Il est bon d’apprendre au lecteur que miss Fanny Squeers était dans sa vingt-troisième année. S’il est des charmes et une grâce inséparables de cette époque de la vie, on doit présumer que miss Fanny les possédait ; car il n’y a point de motif pour supposer qu’elle faisait exception à une règle générale. Elle n’était pas grande comme sa mère, mais petite et ramassée comme son père. Elle tenait de celle-là une voix rauque et criarde, et de celui-ci une expression de l’œil droit qui équivalait à l’absence totale d’expression.

Miss Squeers avait passé quelques jours chez une amie du voisinage, et venait de rentrer sous le toit paternel. Elle n’avait donc point entendu parler de Nicolas, et ce fut M. Squeers lui-même qui en fit le sujet de la conversation.

— Eh bien ! ma chère, dit-il à sa femme, que pensez-vous de lui ? — De qui ? — Du jeune homme, du nouveau professeur ? — Oh ! je le déteste. — Et pourquoi le détestez-vous, ma chère ? — Que vous importe ? Si je le déteste, c’est assez ! n’est-ce pas ? — C’est même un peu trop, répondit Squeers d’un ton pacifique. Je le demandais seulement par curiosité, ma chère. — Eh bien ! si vous voulez le savoir, je vais vous le dire : c’est parce qu’il se donne des airs d’importance, parce qu’il est fier et hautain, parce que c’est un paon qui a toujours le nez en l’air.

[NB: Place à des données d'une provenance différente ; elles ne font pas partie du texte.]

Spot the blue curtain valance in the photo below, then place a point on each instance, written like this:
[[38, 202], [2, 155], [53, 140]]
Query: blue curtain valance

Lorsque madame Squeers était en colère, elle avait l’habitude d’employer des expressions énergiques, et un grand nombre d’épithètes dont quelques-unes étaient des métaphores, telles que celle du paon, et l’allusion au nez de Nicolas. Ces métaphores ne devaient pas être prises à la lettre, et n’avaient souvent aucun rapport l’une avec l’autre. Ainsi un paon qui a toujours le nez en l’air est une nouveauté en ornithologie, et un animal que l’on ne voit pas ordinairement.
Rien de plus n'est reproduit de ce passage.